Step 5: The result of this step is given as:

₹5,00,000=₹2,00,000\left(F/A,15\%,5\right)+₹1,00,000

Step 6: The L.H.S. of the equation given at Step 5 represents present worth whereas, its R.H.S. represents future worth. Therefore, the two sides cannot be equal.

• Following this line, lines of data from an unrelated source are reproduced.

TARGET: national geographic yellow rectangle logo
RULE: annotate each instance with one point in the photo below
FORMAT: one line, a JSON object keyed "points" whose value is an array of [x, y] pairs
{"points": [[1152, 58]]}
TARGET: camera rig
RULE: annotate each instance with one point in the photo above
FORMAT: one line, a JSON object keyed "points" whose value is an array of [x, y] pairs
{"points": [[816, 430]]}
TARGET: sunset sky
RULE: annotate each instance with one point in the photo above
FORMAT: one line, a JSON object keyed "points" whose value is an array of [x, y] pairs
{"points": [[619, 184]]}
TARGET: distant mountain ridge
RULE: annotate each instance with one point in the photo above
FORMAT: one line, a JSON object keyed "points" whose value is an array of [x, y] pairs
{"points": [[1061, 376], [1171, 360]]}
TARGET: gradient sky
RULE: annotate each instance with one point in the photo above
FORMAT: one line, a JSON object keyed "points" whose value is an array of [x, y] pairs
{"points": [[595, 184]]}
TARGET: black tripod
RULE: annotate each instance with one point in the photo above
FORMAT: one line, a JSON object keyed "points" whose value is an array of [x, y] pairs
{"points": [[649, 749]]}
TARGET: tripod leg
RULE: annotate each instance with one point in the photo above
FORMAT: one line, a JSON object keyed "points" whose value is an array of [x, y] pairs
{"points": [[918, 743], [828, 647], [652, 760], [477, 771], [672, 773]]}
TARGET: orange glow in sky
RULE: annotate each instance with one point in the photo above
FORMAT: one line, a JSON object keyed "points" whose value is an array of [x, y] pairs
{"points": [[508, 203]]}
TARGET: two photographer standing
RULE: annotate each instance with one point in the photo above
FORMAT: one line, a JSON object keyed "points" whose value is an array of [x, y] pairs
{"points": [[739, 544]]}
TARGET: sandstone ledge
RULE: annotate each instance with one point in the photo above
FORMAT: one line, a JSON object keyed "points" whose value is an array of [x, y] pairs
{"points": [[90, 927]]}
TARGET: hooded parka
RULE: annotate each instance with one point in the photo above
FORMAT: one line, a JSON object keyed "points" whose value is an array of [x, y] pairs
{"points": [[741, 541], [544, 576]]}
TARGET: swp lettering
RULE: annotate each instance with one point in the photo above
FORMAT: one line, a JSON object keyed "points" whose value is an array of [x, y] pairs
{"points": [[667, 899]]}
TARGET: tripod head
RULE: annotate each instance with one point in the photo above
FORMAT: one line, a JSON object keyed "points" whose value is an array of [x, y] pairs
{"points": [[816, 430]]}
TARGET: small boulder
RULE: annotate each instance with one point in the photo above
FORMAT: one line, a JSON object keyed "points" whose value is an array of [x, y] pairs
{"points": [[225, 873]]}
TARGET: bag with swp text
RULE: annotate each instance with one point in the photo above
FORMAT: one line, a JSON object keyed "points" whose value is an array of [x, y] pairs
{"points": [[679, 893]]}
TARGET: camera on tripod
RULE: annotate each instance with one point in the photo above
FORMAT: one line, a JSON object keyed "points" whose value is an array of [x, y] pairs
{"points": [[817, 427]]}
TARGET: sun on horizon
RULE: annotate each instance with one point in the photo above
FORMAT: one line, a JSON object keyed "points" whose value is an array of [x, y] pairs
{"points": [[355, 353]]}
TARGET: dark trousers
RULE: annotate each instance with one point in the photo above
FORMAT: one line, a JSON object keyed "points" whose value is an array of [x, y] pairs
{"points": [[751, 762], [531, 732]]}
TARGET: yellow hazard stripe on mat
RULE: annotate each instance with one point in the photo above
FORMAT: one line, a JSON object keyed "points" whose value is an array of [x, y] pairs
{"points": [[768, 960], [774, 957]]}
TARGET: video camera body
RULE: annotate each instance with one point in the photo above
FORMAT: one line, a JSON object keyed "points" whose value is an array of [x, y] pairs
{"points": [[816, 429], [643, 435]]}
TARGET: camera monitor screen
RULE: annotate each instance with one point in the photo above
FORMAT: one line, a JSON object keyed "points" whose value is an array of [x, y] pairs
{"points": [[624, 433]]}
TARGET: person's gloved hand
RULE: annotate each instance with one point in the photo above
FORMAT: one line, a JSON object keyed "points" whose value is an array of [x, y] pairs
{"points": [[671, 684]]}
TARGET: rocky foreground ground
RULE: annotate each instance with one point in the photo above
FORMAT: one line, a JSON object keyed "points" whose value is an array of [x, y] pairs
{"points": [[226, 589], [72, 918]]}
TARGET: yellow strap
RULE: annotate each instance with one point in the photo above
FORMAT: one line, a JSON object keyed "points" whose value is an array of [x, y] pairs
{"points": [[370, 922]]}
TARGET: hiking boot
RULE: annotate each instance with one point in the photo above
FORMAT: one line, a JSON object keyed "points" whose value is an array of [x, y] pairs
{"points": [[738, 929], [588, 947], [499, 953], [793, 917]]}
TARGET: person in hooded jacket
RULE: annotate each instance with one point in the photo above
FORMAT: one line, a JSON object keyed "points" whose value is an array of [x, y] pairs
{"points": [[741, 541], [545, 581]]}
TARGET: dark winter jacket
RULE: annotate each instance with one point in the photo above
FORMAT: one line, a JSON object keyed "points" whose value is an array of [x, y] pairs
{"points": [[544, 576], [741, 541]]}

Introduce the factor \left(F/P,i^{\prime}\% ,n\right) on to the L.H.S. to bring a balance between two sides of equation in the following manner:

₹5,00,000\left(F/P,i^{\prime}\% ,5\right)=₹2,00,000\left(F/A,15\%,5\right)+₹1,00,000

Step 7: The equation given at Step 6 is solved as:

₹5,00,000\left(F/P,i^{\prime}\% ,5\right)=₹2,00,000\left(6.7424\right)+₹1,00,000

 

₹5,00,000\left(F/P,i^{\prime}\% ,5\right)=₹14,48,480

 

\left(F/P,i^{\prime}\% ,5\right)=₹14,48,480/₹5,00,000

 

\left(F/P,i^{\prime}\% ,5\right)=2.897

 

\left(1+i^{\prime}\right)^{5}=2.897

 

1+i^{\prime}=1.237

 

i^{\prime}=1.237-1=0.237=23.7\%

Since the value of i^{\prime}\% = 23.7\% \gt M.A.R.R. = 15\%, the investment in the project is economically justified.